I'm trying to find the exit pressure ($P_e$) so I rearranged the formula to: $$P_e = P \cdot \left(1-\frac{V_e^2 \cdot M \cdot (\gamma-1)}{TR \cdot 2\gamma}\right)^{\frac{\gamma}{\gamma-1}} $$
Substitute all values. The numbers and units are $3.01 \times 10^6$ $Pascals$, $3225$ $m/s$, $294.261$ $K$, $8314.5$ $J/kmol \cdot K$, $20.58$ $kg/kmol$, and $\gamma = 1.232$ is a ratio. $$P_e = 3.01 \times 10^6 \cdot \left(1-\frac{(3225)^2(20.58)(1.232-1)}{(294.261)(8314.5)(2)(1.232)}\right)^{\frac{1.232}{1.232-1}}$$
if I subsitute all values into the equation, I get $1.105 \times 10^{11}$ $Pa$. About 16.8 million psi!
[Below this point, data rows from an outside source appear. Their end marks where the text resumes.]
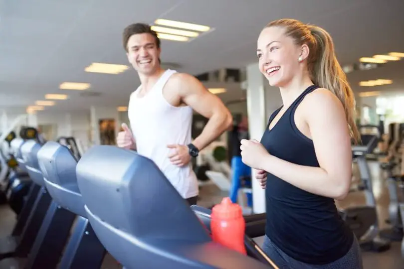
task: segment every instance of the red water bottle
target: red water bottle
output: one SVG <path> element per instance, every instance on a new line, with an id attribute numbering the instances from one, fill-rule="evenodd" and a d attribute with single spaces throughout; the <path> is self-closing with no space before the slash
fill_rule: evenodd
<path id="1" fill-rule="evenodd" d="M 213 241 L 246 254 L 244 245 L 245 221 L 241 208 L 229 197 L 213 206 L 210 215 L 210 230 Z"/>

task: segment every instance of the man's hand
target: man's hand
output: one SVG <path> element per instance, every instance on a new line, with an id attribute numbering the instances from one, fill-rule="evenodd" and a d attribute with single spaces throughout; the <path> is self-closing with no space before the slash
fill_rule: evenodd
<path id="1" fill-rule="evenodd" d="M 121 125 L 123 131 L 118 134 L 116 138 L 116 144 L 119 147 L 123 147 L 127 149 L 130 149 L 135 147 L 135 138 L 132 134 L 132 132 L 126 124 L 123 123 Z"/>
<path id="2" fill-rule="evenodd" d="M 257 170 L 255 174 L 255 178 L 258 179 L 259 184 L 261 184 L 261 187 L 265 189 L 266 187 L 266 171 L 263 170 Z"/>
<path id="3" fill-rule="evenodd" d="M 167 145 L 167 147 L 173 149 L 168 157 L 171 163 L 179 167 L 188 164 L 191 161 L 191 156 L 189 149 L 186 145 L 178 144 Z"/>

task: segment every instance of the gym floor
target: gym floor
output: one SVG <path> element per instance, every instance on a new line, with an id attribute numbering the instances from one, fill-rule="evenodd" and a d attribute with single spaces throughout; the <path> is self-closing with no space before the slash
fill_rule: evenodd
<path id="1" fill-rule="evenodd" d="M 388 217 L 389 203 L 389 192 L 386 184 L 385 177 L 382 174 L 377 162 L 370 162 L 370 166 L 373 176 L 373 190 L 378 204 L 379 224 L 381 229 L 388 228 L 385 223 Z M 357 178 L 357 177 L 356 177 Z M 354 184 L 355 182 L 354 182 Z M 198 205 L 209 207 L 219 203 L 227 193 L 222 193 L 212 184 L 203 184 L 201 188 L 201 199 Z M 339 208 L 355 206 L 365 203 L 365 196 L 361 192 L 350 193 L 342 202 L 337 202 Z M 0 238 L 11 233 L 15 221 L 15 215 L 6 206 L 0 206 Z M 389 251 L 382 253 L 364 252 L 362 253 L 365 269 L 386 268 L 389 269 L 404 269 L 404 259 L 401 255 L 401 243 L 394 242 Z M 102 269 L 122 268 L 113 258 L 107 255 L 102 267 Z"/>

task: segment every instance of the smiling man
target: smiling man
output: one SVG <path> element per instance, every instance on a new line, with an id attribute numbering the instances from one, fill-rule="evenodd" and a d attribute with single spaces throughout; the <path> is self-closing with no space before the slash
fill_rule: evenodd
<path id="1" fill-rule="evenodd" d="M 123 46 L 141 85 L 129 101 L 132 130 L 123 126 L 118 146 L 153 160 L 182 196 L 196 204 L 198 183 L 190 161 L 229 128 L 230 112 L 194 76 L 162 68 L 160 40 L 149 25 L 127 26 Z M 209 121 L 193 142 L 193 111 Z"/>

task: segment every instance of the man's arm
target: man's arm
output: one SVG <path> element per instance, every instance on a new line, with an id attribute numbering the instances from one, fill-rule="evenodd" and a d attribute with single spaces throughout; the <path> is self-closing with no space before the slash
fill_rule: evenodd
<path id="1" fill-rule="evenodd" d="M 207 91 L 195 77 L 180 73 L 175 79 L 182 101 L 209 119 L 202 133 L 193 142 L 202 150 L 229 130 L 233 123 L 232 117 L 221 100 Z"/>

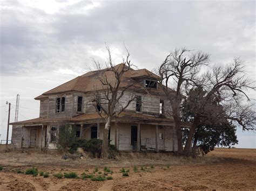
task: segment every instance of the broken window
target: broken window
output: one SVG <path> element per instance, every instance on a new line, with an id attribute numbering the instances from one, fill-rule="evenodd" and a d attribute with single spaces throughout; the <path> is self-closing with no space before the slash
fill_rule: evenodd
<path id="1" fill-rule="evenodd" d="M 55 112 L 59 113 L 65 111 L 65 97 L 58 97 L 56 99 L 56 106 Z"/>
<path id="2" fill-rule="evenodd" d="M 157 89 L 157 82 L 151 80 L 145 80 L 145 87 L 149 88 Z"/>
<path id="3" fill-rule="evenodd" d="M 82 111 L 82 107 L 83 105 L 83 97 L 78 96 L 77 98 L 77 111 Z"/>
<path id="4" fill-rule="evenodd" d="M 56 143 L 57 142 L 57 126 L 51 126 L 51 143 Z"/>
<path id="5" fill-rule="evenodd" d="M 142 112 L 142 101 L 141 96 L 136 96 L 136 112 Z"/>
<path id="6" fill-rule="evenodd" d="M 164 100 L 160 100 L 160 114 L 164 114 Z"/>
<path id="7" fill-rule="evenodd" d="M 98 138 L 98 131 L 97 126 L 92 126 L 91 128 L 91 138 Z"/>
<path id="8" fill-rule="evenodd" d="M 99 106 L 99 104 L 100 104 L 100 95 L 97 95 L 96 96 L 96 99 L 97 101 L 97 110 L 96 111 L 102 111 L 102 108 Z"/>

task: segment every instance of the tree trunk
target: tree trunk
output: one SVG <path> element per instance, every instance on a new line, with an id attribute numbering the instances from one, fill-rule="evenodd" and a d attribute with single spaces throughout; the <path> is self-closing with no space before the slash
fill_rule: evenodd
<path id="1" fill-rule="evenodd" d="M 102 141 L 102 149 L 100 158 L 109 158 L 109 131 L 110 128 L 111 118 L 107 117 L 106 119 L 106 124 L 105 124 L 103 140 Z"/>
<path id="2" fill-rule="evenodd" d="M 197 127 L 198 126 L 199 121 L 199 119 L 196 118 L 191 128 L 190 128 L 190 132 L 188 133 L 188 135 L 187 136 L 187 139 L 186 141 L 186 144 L 185 145 L 185 148 L 184 151 L 184 154 L 186 155 L 191 155 L 191 146 L 193 137 L 194 136 L 194 135 L 196 133 Z"/>
<path id="3" fill-rule="evenodd" d="M 176 129 L 176 134 L 177 136 L 178 142 L 178 153 L 182 154 L 183 152 L 183 136 L 181 127 L 179 121 L 175 123 L 175 129 Z"/>

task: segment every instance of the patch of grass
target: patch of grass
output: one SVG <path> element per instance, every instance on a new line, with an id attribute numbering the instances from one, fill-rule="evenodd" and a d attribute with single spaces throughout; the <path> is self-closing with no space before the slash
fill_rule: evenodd
<path id="1" fill-rule="evenodd" d="M 112 177 L 112 176 L 107 176 L 106 179 L 107 179 L 107 180 L 113 180 L 113 177 Z"/>
<path id="2" fill-rule="evenodd" d="M 37 174 L 38 174 L 38 170 L 37 169 L 37 168 L 35 168 L 35 167 L 28 168 L 26 170 L 25 174 L 32 174 L 33 176 L 37 176 Z"/>
<path id="3" fill-rule="evenodd" d="M 124 168 L 122 168 L 122 169 L 120 170 L 120 172 L 125 173 L 125 169 Z"/>
<path id="4" fill-rule="evenodd" d="M 102 176 L 97 176 L 92 178 L 91 180 L 93 181 L 103 181 L 106 180 L 106 178 Z"/>
<path id="5" fill-rule="evenodd" d="M 77 174 L 73 172 L 65 173 L 64 176 L 66 179 L 75 179 L 78 177 Z"/>
<path id="6" fill-rule="evenodd" d="M 63 174 L 62 173 L 55 174 L 53 174 L 53 176 L 56 177 L 58 179 L 62 179 L 62 177 L 63 177 Z"/>
<path id="7" fill-rule="evenodd" d="M 21 169 L 18 169 L 17 170 L 16 170 L 16 173 L 17 174 L 23 174 L 24 173 L 24 172 L 22 171 Z"/>
<path id="8" fill-rule="evenodd" d="M 123 173 L 123 175 L 122 175 L 123 176 L 129 176 L 129 175 L 128 174 L 128 173 L 127 172 L 124 172 Z"/>
<path id="9" fill-rule="evenodd" d="M 46 172 L 43 174 L 44 178 L 48 178 L 49 177 L 49 173 L 48 172 Z"/>

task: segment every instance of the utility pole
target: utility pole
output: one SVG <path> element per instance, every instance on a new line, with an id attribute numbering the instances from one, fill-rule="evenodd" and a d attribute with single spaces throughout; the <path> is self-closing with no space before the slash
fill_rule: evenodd
<path id="1" fill-rule="evenodd" d="M 9 113 L 8 113 L 8 122 L 7 124 L 7 136 L 6 136 L 6 145 L 8 144 L 8 137 L 9 137 L 9 125 L 10 123 L 10 112 L 11 111 L 11 103 L 8 103 L 6 101 L 6 104 L 9 104 Z"/>

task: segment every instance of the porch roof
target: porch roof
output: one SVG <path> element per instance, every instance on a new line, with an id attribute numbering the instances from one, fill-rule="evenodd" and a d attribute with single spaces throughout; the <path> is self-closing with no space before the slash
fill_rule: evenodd
<path id="1" fill-rule="evenodd" d="M 12 125 L 32 125 L 38 124 L 48 124 L 50 123 L 58 123 L 69 122 L 71 124 L 88 124 L 92 123 L 104 122 L 104 119 L 97 113 L 84 114 L 71 118 L 43 118 L 38 117 L 32 119 L 18 122 L 11 123 Z M 143 114 L 123 112 L 118 117 L 112 119 L 113 122 L 123 122 L 130 123 L 148 123 L 151 124 L 171 125 L 174 124 L 172 118 L 164 117 L 153 116 Z M 190 123 L 183 122 L 181 125 L 189 127 Z"/>

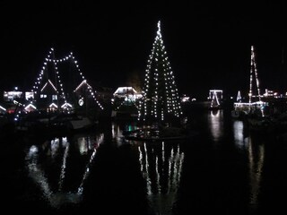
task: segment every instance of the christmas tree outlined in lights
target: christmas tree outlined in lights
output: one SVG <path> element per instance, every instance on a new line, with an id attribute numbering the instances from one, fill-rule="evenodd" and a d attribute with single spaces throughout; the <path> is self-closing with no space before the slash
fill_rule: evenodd
<path id="1" fill-rule="evenodd" d="M 141 122 L 172 122 L 180 119 L 180 99 L 161 32 L 161 22 L 145 70 L 143 98 L 139 103 Z"/>

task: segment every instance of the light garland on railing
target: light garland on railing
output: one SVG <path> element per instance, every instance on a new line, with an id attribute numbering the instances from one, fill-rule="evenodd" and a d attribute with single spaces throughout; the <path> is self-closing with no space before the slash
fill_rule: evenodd
<path id="1" fill-rule="evenodd" d="M 161 22 L 145 70 L 143 98 L 139 102 L 138 120 L 165 120 L 166 114 L 182 115 L 180 99 L 173 72 L 161 33 Z"/>

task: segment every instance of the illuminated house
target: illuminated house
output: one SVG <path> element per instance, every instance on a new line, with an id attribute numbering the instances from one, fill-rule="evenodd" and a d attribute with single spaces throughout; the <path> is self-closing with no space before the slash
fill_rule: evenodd
<path id="1" fill-rule="evenodd" d="M 137 116 L 138 101 L 143 97 L 133 87 L 119 87 L 113 93 L 111 116 Z"/>
<path id="2" fill-rule="evenodd" d="M 56 58 L 54 48 L 51 48 L 31 91 L 35 94 L 34 102 L 39 109 L 87 111 L 91 106 L 103 109 L 73 53 Z"/>

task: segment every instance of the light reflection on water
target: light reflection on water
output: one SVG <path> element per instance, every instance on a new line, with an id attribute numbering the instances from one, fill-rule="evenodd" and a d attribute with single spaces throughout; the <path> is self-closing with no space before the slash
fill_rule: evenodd
<path id="1" fill-rule="evenodd" d="M 222 110 L 212 110 L 208 115 L 208 124 L 212 135 L 215 142 L 218 142 L 223 135 Z"/>
<path id="2" fill-rule="evenodd" d="M 239 150 L 245 150 L 248 154 L 249 170 L 249 204 L 257 210 L 259 204 L 258 196 L 261 190 L 263 167 L 265 162 L 265 142 L 258 140 L 257 135 L 244 137 L 244 123 L 233 122 L 234 143 Z"/>
<path id="3" fill-rule="evenodd" d="M 53 138 L 42 144 L 31 145 L 26 150 L 25 158 L 29 179 L 41 192 L 39 199 L 45 197 L 47 202 L 54 208 L 60 208 L 65 203 L 83 202 L 87 191 L 93 191 L 89 189 L 91 188 L 89 183 L 91 181 L 91 184 L 96 186 L 98 184 L 95 185 L 94 182 L 100 181 L 99 175 L 103 175 L 104 182 L 108 181 L 107 184 L 104 184 L 105 185 L 114 185 L 117 190 L 117 175 L 109 174 L 109 170 L 117 173 L 125 172 L 126 178 L 133 178 L 135 172 L 138 170 L 140 178 L 136 177 L 136 180 L 143 179 L 144 184 L 139 185 L 144 191 L 146 191 L 143 194 L 146 195 L 146 200 L 152 211 L 152 214 L 172 214 L 172 210 L 183 210 L 187 212 L 178 214 L 189 214 L 194 212 L 194 208 L 198 209 L 204 203 L 213 203 L 216 206 L 219 205 L 219 208 L 221 206 L 223 208 L 226 202 L 230 203 L 228 207 L 230 211 L 242 209 L 242 207 L 250 207 L 257 211 L 259 206 L 262 207 L 260 200 L 262 192 L 265 190 L 262 182 L 266 183 L 266 180 L 264 180 L 266 176 L 265 167 L 269 169 L 276 168 L 270 162 L 269 166 L 266 165 L 271 158 L 265 155 L 269 152 L 265 144 L 266 141 L 247 133 L 245 125 L 241 121 L 224 119 L 225 125 L 230 125 L 225 126 L 224 130 L 223 115 L 220 112 L 213 112 L 213 115 L 208 113 L 207 117 L 209 120 L 204 122 L 207 123 L 204 125 L 210 129 L 212 134 L 211 137 L 207 137 L 207 144 L 202 141 L 206 139 L 205 136 L 199 137 L 196 145 L 193 141 L 187 141 L 187 143 L 183 144 L 177 142 L 128 142 L 123 139 L 123 130 L 135 130 L 137 128 L 136 124 L 115 123 L 110 125 L 109 132 L 106 133 L 99 132 L 96 134 Z M 230 125 L 228 125 L 229 122 Z M 210 147 L 210 141 L 216 145 L 220 142 L 221 147 L 216 149 Z M 116 144 L 109 144 L 111 142 Z M 99 146 L 106 143 L 109 147 L 104 147 L 104 150 L 100 150 L 102 147 Z M 113 147 L 125 150 L 117 150 Z M 116 153 L 119 151 L 125 154 L 117 156 Z M 109 157 L 110 152 L 112 156 Z M 133 153 L 131 157 L 130 153 Z M 94 162 L 96 157 L 99 159 Z M 104 159 L 104 162 L 108 162 L 106 165 L 101 161 L 107 157 L 108 159 Z M 123 162 L 117 160 L 117 159 L 123 159 L 123 158 L 126 160 Z M 133 166 L 135 168 L 133 170 L 126 168 L 126 163 L 130 162 L 136 164 Z M 100 166 L 102 168 L 93 172 L 97 174 L 90 174 L 91 169 L 95 170 Z M 104 168 L 109 169 L 103 170 Z M 104 171 L 104 174 L 101 171 Z M 190 172 L 196 177 L 182 176 L 182 172 Z M 210 174 L 214 172 L 221 174 L 209 178 Z M 107 176 L 107 178 L 111 176 L 110 181 L 105 177 L 108 173 L 109 175 Z M 226 176 L 230 177 L 226 178 Z M 208 179 L 206 180 L 205 177 Z M 91 180 L 87 180 L 87 178 Z M 192 185 L 187 185 L 187 182 Z M 128 183 L 125 184 L 126 189 L 130 187 Z M 137 185 L 137 182 L 134 183 L 134 185 Z M 186 184 L 183 185 L 183 183 Z M 232 190 L 230 188 L 233 188 L 234 185 L 239 185 L 239 188 L 234 188 L 234 196 L 231 191 L 218 192 L 218 190 Z M 241 188 L 244 189 L 242 193 Z M 108 196 L 116 194 L 116 191 L 115 194 L 112 193 L 114 189 L 111 189 L 109 194 L 106 194 L 104 187 L 102 190 L 95 190 L 100 192 L 91 191 L 89 194 L 91 194 L 91 201 L 94 198 L 100 199 L 101 194 Z M 126 194 L 125 192 L 123 191 L 123 194 Z M 117 194 L 122 196 L 122 193 L 117 193 Z M 227 198 L 227 195 L 234 198 Z M 190 196 L 195 196 L 195 199 L 190 199 Z M 213 196 L 216 196 L 220 201 L 214 202 Z M 109 200 L 109 197 L 107 199 Z M 245 200 L 244 202 L 238 202 L 242 199 Z M 123 202 L 126 203 L 125 201 Z M 128 202 L 126 204 L 128 205 Z"/>
<path id="4" fill-rule="evenodd" d="M 185 154 L 178 143 L 144 142 L 138 145 L 141 172 L 147 199 L 155 214 L 172 214 Z"/>
<path id="5" fill-rule="evenodd" d="M 29 176 L 42 191 L 42 195 L 54 207 L 58 208 L 65 203 L 78 203 L 82 201 L 83 184 L 89 176 L 90 168 L 92 166 L 98 147 L 103 142 L 103 134 L 91 136 L 74 136 L 74 138 L 57 137 L 43 144 L 31 145 L 25 158 Z M 85 156 L 86 165 L 77 169 L 70 167 L 68 158 L 73 156 L 71 148 L 75 148 L 77 154 Z M 58 159 L 61 158 L 61 159 Z M 60 163 L 58 163 L 60 160 Z M 60 165 L 59 165 L 60 164 Z M 58 169 L 60 166 L 60 169 Z M 48 167 L 50 174 L 46 168 Z M 76 189 L 64 189 L 67 180 L 67 168 L 79 171 L 83 175 Z M 57 173 L 59 173 L 57 175 Z M 57 177 L 57 184 L 52 183 Z"/>

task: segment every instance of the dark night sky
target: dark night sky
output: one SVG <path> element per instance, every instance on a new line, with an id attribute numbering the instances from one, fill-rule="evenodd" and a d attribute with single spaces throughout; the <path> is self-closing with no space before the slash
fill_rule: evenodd
<path id="1" fill-rule="evenodd" d="M 59 58 L 72 51 L 88 80 L 126 85 L 144 75 L 159 20 L 180 94 L 248 92 L 251 45 L 261 89 L 287 89 L 283 1 L 175 2 L 1 3 L 0 90 L 30 89 L 51 47 Z"/>

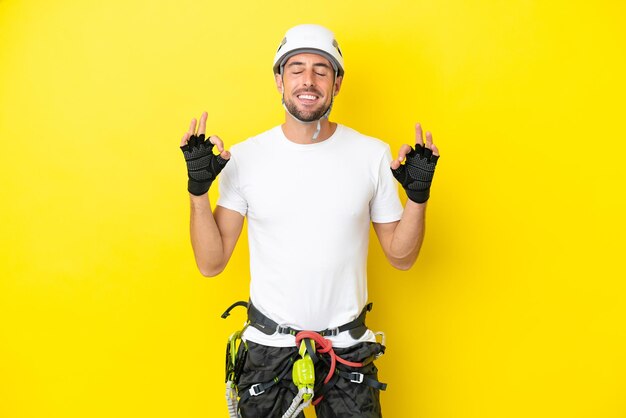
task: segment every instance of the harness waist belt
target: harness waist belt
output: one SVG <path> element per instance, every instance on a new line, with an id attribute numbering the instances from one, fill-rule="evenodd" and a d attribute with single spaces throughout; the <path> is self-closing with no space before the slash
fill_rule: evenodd
<path id="1" fill-rule="evenodd" d="M 361 338 L 365 331 L 367 331 L 367 327 L 365 326 L 365 315 L 372 310 L 372 303 L 368 303 L 365 305 L 359 316 L 337 328 L 327 328 L 322 331 L 315 331 L 320 334 L 322 337 L 334 337 L 339 335 L 340 332 L 349 331 L 350 336 L 356 340 Z M 275 333 L 278 334 L 287 334 L 295 336 L 302 330 L 291 328 L 288 326 L 277 324 L 272 321 L 270 318 L 265 316 L 261 311 L 254 307 L 252 302 L 248 303 L 248 321 L 250 321 L 250 325 L 264 333 L 265 335 L 273 335 Z"/>

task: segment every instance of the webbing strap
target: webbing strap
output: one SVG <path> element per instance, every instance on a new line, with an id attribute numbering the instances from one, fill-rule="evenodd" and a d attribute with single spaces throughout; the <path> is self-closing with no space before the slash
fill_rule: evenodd
<path id="1" fill-rule="evenodd" d="M 340 332 L 355 330 L 356 328 L 362 328 L 358 330 L 356 335 L 352 335 L 353 338 L 360 338 L 367 328 L 365 327 L 365 316 L 369 311 L 372 310 L 373 304 L 370 302 L 361 311 L 358 317 L 354 320 L 345 323 L 337 328 L 326 328 L 322 331 L 315 331 L 320 334 L 322 337 L 334 337 L 339 335 Z M 274 333 L 278 334 L 287 334 L 295 336 L 302 330 L 284 326 L 277 324 L 272 319 L 265 316 L 261 311 L 259 311 L 252 302 L 248 303 L 248 320 L 250 321 L 250 325 L 264 333 L 265 335 L 273 335 Z"/>

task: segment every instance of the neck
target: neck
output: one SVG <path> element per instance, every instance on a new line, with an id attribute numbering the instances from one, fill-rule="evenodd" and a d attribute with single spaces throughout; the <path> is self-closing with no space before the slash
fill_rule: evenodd
<path id="1" fill-rule="evenodd" d="M 317 130 L 317 121 L 313 123 L 302 123 L 295 120 L 291 115 L 285 112 L 285 123 L 281 126 L 283 133 L 291 142 L 296 144 L 311 144 L 311 138 Z M 329 122 L 327 118 L 322 118 L 320 121 L 320 133 L 317 140 L 314 142 L 322 142 L 327 140 L 335 133 L 337 124 Z"/>

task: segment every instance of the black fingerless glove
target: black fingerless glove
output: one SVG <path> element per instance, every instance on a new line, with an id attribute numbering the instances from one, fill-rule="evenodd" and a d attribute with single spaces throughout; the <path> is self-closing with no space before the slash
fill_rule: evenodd
<path id="1" fill-rule="evenodd" d="M 415 203 L 424 203 L 430 196 L 430 184 L 433 181 L 438 155 L 422 146 L 415 145 L 415 149 L 406 155 L 403 165 L 391 169 L 393 176 L 400 182 L 406 195 Z"/>
<path id="2" fill-rule="evenodd" d="M 213 144 L 204 140 L 204 134 L 192 135 L 187 145 L 180 147 L 187 162 L 187 190 L 195 196 L 209 191 L 211 183 L 222 171 L 228 160 L 213 154 Z"/>

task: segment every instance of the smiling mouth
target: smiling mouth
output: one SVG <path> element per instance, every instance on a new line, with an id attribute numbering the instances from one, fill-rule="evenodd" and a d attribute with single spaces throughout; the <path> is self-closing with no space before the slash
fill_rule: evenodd
<path id="1" fill-rule="evenodd" d="M 298 94 L 296 97 L 300 100 L 300 102 L 305 104 L 315 103 L 319 100 L 319 96 L 314 94 Z"/>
Another way to calculate exit pressure is with $F=\dot mV_e + (P_e - P_a)A$ or: $$P_e = \frac{F-\dot mV_e}{A} + P_a$$
$A$ is the area of nozzle exit ($1.9$ $m^2$) and $P_a$ is the ambient pressure which is $0$ $Pa$ because the LMDE is in a vacuum. The result is $0.13158$ $Pa$ or $0.00001885$ $psi$.
Question: What's going on here? For the first equation, I'm getting such an unrealistic, high exit pressure for the nozzle. But in the second equation, I'm getting such a low exit pressure (almost a vacuum). Shouldn't these values be approximately the same?